だが現在は、人気を集めている女優の特性が、かつてとは大きく変化してきている。

2000年代に入って、シネコンの増加とともに日本映画が上昇気流に乗り、公開作品数が増えると、日本映画の特徴であるシリアスな物語で内省的な性格のヒロインを演じるのがうまい蒼井優や宮崎あおいらが脚光を浴びた。彼女たちは、共演者や監督に照らされて輝く、「月型女優」と呼ぶことができる。

最近は映画で脚光を浴びた「月型女優」が、注目度の高さを買われてテレビドラマでも活躍するようになった(下図を参照)。

例えば、近年、映画にCMに引っ張りだこの吉高由里子や、2013年4月スタートのNHK連続テレビ小説のヒロインを演じる能年玲奈、陰のある美少女役がはまる橋本愛などは、ドラマより先に映画界がその才能に注目した女優たちで、「月型」タイプの持ち味を魅力とする。

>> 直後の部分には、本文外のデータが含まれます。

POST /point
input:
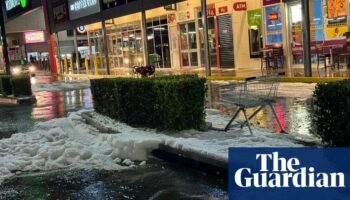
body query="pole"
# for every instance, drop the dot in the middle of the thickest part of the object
(58, 48)
(144, 38)
(306, 38)
(77, 58)
(4, 44)
(206, 42)
(105, 46)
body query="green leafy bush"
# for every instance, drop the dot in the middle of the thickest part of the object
(331, 113)
(21, 86)
(5, 85)
(169, 102)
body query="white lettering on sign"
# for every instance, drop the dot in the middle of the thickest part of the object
(10, 4)
(82, 4)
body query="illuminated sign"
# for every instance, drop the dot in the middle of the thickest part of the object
(60, 12)
(81, 29)
(34, 37)
(82, 8)
(273, 16)
(240, 6)
(15, 7)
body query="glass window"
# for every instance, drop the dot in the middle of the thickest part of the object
(185, 60)
(184, 39)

NHK朝ドラは、以前は前向きに頑張る「太陽型」のヒロイン像を描くことが多かった。しかし、2012年上半期の「梅ちゃん先生」の主演には、ブレイク作の「野ブタ。をプロデュース」以来、「月型」の魅力で活躍してきた堀北真希を起用。今日(2013年4月1日)から始まる「あまちゃん」では、映画「カラスの親指」で詐欺師を演じ、マイペースなキャラクターの中に秘めた「月型」の豊かな感性が高く評価された能年玲奈が主演する。